Wooden you know it: It’s Cricket Circa 1985
0Watching the cricket test going on in Perth right now highlights just how much of a power game top-level cricket has become since thirty-four long years ago. And not just in the boardroom.
To take in the highlights of the swarthy, lithe grace of Richard Hadlee and the magisterial batmanship of Martin Crowe via our only test cricket series win on Australian soil, in 1985, is also to notice the differences in test cricket to nowadays- via the compound of… wood.
In the old Channel 9 coverage, reprised by our SKY TV, the movements around the field of that time came across as decidedly unsupple and inflexible. To apply wood to the argument, the gait of the players back then looked more pinewood-based than plywood. Allied to this were bats resembling sticks of balsa wood in comparison with the types of oak-like, thick, bludgeoning clubs of the T20 era transplanted into today’s test arena.
Regarding flexibility, yoga is well-known by pretty much all to be an important component of the training diet of top sportspeople. If you’ve actually ever tried it, it definitely helps to be quite supple already, which is exactly why I haven’t. However it’s an extremely useful activity for loosening up areas that fast bowlers use, like around the neck and shoulder area.
Could you have imagined Lance Cairns and Ewen Chatfield engaged in Yoga? The closest they may ever have got to that was listening to George Harrison records. So if the players’ movements back in 1985 seemed a little rigor mortis-like compared to the athletic running of this era, there had to be reasons for it aside from more training, better diets and the continuing evolution of physiology.
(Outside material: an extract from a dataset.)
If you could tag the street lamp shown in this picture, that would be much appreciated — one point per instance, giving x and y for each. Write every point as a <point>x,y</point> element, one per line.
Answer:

On the bats used back then, I have one that has been used in front-yard cricket for exactly thirty years. It’s around a 2 pound 6 ounce Symonds brand bat bought in George St in Sydney. And it’s probably about the same weight as a good few of those that were used in that ‘85 series. The ball didn’t look as though it were being hammered then, and the players instigated their shots off the pace of the ball and the pitch more frequently. The bats weren’t large enough to thrash the ball almost out of shape like they are now.
It’s a sure bet that the huge clubs that batsmen like David Warner wield now would have been outlawed back in 1985. And that would have been right and just, especially if you happened to be a bowler.
In fact, I’d be an advocate for anything at all that redressed the balance of power back the bowler’s way a little more- and not necessarily just in the test arena either.